While there, I met Sheena Rose for the first time at a Saturday afternoon arts salon at Folkestowne Marine Park where Sheena was presenting her work. I was immediately drawn to Rose’s vibrant imagery, her bold self-presentation, and her unapologetically Bajan ways and work. Rose more than lived up to the expectations set by two Caribbean creatives and scholars who introduced me to Rose’s work, Barbadian filmmaker Lisa Harewood and Yale University professor Vanessa Agard-Jones.
Her painting, “Too Much Makeup,” ended up above my desk as a graduation gift at the end of my MFA at the Iowa Writers’ Workshop.
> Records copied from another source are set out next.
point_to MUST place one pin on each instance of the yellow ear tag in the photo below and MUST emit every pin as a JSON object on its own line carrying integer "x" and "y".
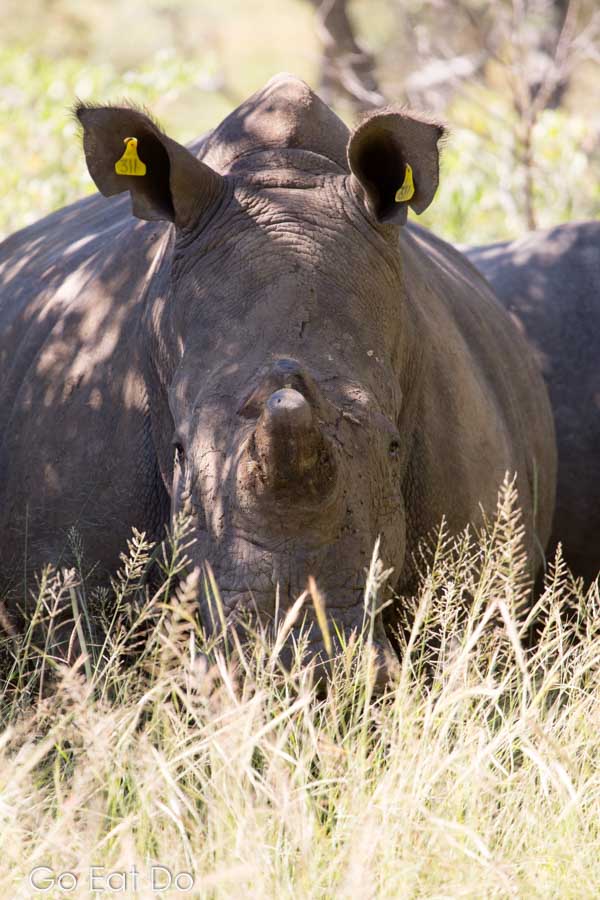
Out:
{"x": 130, "y": 163}
{"x": 407, "y": 190}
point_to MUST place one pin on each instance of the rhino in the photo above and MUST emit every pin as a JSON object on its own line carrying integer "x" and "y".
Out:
{"x": 264, "y": 345}
{"x": 549, "y": 282}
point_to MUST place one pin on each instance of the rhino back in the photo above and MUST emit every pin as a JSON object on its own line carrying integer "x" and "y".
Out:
{"x": 484, "y": 407}
{"x": 75, "y": 441}
{"x": 549, "y": 281}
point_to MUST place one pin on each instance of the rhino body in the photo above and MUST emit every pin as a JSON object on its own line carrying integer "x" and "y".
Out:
{"x": 549, "y": 281}
{"x": 268, "y": 348}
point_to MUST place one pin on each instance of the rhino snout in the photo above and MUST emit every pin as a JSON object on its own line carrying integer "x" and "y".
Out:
{"x": 289, "y": 453}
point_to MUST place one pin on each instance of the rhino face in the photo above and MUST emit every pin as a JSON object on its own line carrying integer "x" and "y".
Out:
{"x": 286, "y": 356}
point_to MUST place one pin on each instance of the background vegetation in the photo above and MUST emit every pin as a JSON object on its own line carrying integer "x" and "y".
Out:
{"x": 517, "y": 80}
{"x": 476, "y": 773}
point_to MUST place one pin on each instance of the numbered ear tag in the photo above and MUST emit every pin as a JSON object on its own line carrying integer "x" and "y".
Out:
{"x": 130, "y": 163}
{"x": 407, "y": 190}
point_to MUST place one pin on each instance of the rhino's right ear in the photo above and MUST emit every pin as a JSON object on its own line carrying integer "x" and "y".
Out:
{"x": 176, "y": 186}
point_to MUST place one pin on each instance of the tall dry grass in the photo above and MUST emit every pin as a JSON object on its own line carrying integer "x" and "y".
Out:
{"x": 475, "y": 774}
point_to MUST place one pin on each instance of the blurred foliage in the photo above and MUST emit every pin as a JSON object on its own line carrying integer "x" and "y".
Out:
{"x": 481, "y": 194}
{"x": 190, "y": 63}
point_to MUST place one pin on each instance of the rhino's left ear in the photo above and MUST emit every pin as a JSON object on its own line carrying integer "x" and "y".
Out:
{"x": 164, "y": 179}
{"x": 394, "y": 159}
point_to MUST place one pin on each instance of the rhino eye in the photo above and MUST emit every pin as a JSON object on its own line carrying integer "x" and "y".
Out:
{"x": 179, "y": 453}
{"x": 394, "y": 448}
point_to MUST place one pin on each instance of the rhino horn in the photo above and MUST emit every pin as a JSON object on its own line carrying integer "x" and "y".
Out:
{"x": 291, "y": 448}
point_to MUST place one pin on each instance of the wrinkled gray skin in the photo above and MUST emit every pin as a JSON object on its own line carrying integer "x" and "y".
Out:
{"x": 286, "y": 361}
{"x": 549, "y": 281}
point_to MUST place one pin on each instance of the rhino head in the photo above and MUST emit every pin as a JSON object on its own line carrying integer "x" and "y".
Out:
{"x": 281, "y": 353}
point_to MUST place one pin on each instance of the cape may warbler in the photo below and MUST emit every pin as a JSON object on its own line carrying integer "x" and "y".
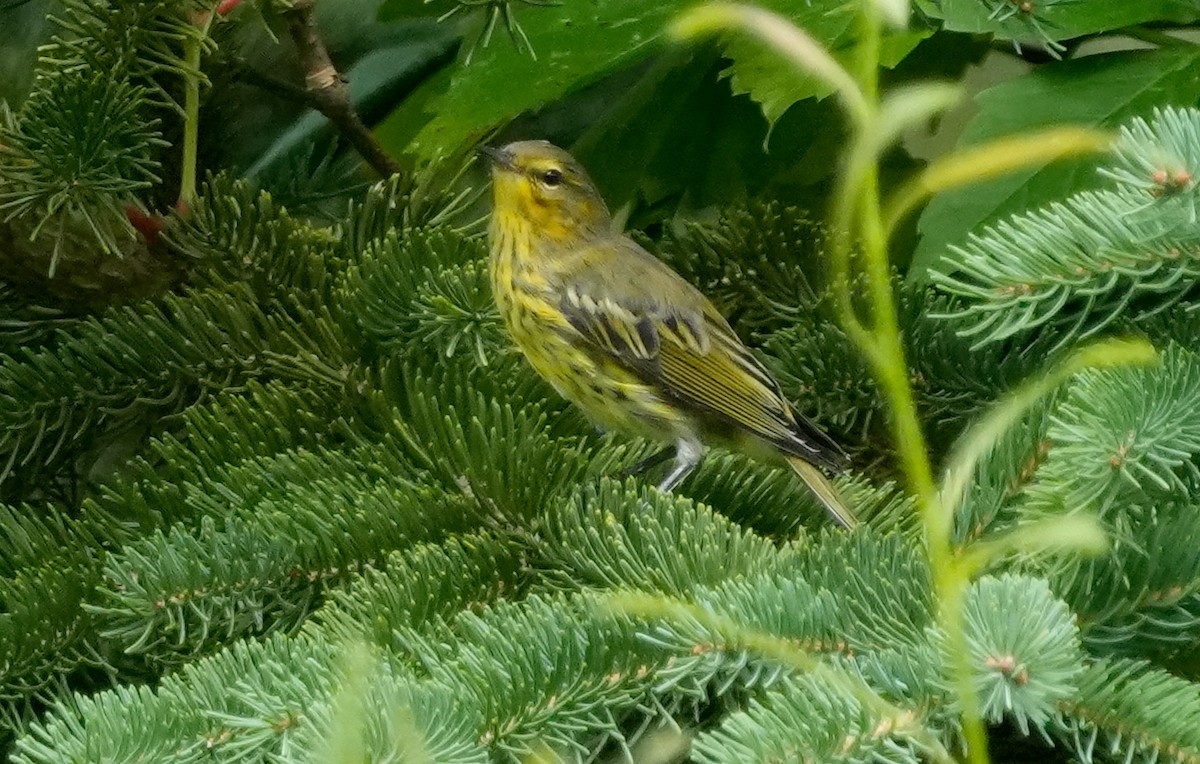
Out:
{"x": 627, "y": 338}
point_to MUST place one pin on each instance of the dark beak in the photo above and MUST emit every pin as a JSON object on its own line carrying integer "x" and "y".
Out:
{"x": 498, "y": 157}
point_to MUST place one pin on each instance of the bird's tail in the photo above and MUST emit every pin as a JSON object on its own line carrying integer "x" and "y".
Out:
{"x": 825, "y": 491}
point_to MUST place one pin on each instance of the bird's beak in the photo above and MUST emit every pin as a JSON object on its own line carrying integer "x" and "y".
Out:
{"x": 498, "y": 157}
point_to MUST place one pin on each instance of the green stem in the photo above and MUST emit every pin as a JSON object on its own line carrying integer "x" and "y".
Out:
{"x": 192, "y": 48}
{"x": 887, "y": 356}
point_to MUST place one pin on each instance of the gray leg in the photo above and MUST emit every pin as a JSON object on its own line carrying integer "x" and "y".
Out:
{"x": 688, "y": 455}
{"x": 654, "y": 459}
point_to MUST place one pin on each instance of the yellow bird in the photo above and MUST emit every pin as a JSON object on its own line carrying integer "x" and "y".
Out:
{"x": 624, "y": 337}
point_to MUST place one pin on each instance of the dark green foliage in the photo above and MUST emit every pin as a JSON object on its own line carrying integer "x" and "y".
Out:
{"x": 277, "y": 487}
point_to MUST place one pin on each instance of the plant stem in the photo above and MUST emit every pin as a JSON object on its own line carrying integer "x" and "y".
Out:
{"x": 885, "y": 350}
{"x": 328, "y": 91}
{"x": 192, "y": 47}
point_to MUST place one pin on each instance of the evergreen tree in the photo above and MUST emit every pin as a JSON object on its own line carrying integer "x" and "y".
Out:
{"x": 274, "y": 486}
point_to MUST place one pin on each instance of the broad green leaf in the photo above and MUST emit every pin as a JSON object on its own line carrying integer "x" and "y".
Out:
{"x": 576, "y": 43}
{"x": 1060, "y": 19}
{"x": 775, "y": 85}
{"x": 1095, "y": 91}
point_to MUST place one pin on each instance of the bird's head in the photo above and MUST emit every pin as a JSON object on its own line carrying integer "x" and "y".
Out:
{"x": 538, "y": 184}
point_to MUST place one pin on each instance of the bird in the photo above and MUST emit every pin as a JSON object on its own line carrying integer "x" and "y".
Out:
{"x": 616, "y": 331}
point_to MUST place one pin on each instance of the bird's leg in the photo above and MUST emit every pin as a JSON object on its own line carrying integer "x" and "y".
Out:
{"x": 688, "y": 455}
{"x": 654, "y": 459}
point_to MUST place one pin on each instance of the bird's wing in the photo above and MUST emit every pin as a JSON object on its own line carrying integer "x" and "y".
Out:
{"x": 629, "y": 305}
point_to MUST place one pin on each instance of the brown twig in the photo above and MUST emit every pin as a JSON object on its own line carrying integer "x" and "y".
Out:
{"x": 327, "y": 90}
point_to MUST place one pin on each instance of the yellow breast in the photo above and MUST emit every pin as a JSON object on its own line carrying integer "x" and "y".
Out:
{"x": 609, "y": 395}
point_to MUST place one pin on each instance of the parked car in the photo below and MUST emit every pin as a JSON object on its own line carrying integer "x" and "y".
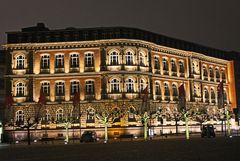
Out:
{"x": 88, "y": 136}
{"x": 208, "y": 130}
The two years I spent in Iowa City, while fruitful creatively and professionally, were a wasteland in terms of people of color, particularly Afro-Caribbean women, who were at the center of the life I’d left back in Brooklyn, and whom I consider my creative muses. The gift was a testament to the experiences I had growing up in Brooklyn, along with my Caribbean roots. It was also a symbol of victory, a reminder that I’d survived a strange time in a strange land and lived to tell the tale.
In the fall, I arrived in Philadelphia, a city that turned out to be the perfect, soulful answer to two years of exile in Iowa. Looming over the fresh surroundings and the gift of a free university apartment was the insistent pressure to finish my novel. Just days after I graduated from the Iowa Writers’ Workshop that May, Penguin Press acquired The Star Side of Bird Hill. Buoyed by my West Indian work ethic and news reports that publishers were demanding advances returned on overdue books, I was determined to finish my book by the November deadline. As I got down to work, an unexpected idea grew stronger and stronger: “Too Much Makeup” needed to be the cover for my novel.
People told me not to get attached to the idea of using Sheena Rose’s artwork on the cover of my book. Publishing companies have big art departments and are unlikely to use work by an artist of my choosing for the cover, they warned me. Still, I proceeded, hopeful as ever. And to my delighted surprise, my publisher was on board with this piece as the cover, a feeling of elation only surpassed by the moment, three months later, when Sheena graciously granted permission to use her piece on the cover.
I shrieked with joy when I saw the galleys of The Star Side of Bird Hill earlier this year. Sure, I was excited to have an advance copy of my first book in my hands. But more importantly, there was a thrill of recognition upon seeing a black girl on the cover of my book. It was not unlike the joy I felt when I first saw the girl lazing about in her school uniform on the cover of Jamaica Kincaid’s Annie John or an impossibly young June Jordan on the cover of her memoir Soldier: A Poet’s Childhood. I felt it when I saw the protagonist of Paule Marshall’s Brown Girl, Brownstones, Selina Boyce on that book’s cover, and more recently when I read Jacqueline Woodson’s Brown Girl Dreaming.
The cover of my book features one face, but also many: there’s mine, and the face of my sister, and my cousins, and my mothers and my aunties, and all the women who I’ve yet to discover and put on the page. It is the image a girl who is fierce and opinionated and ready to tell a story, throw shade, give a joke, or all of the above. The girl on the cover is who I wanted to write about, the kind of girl I once was.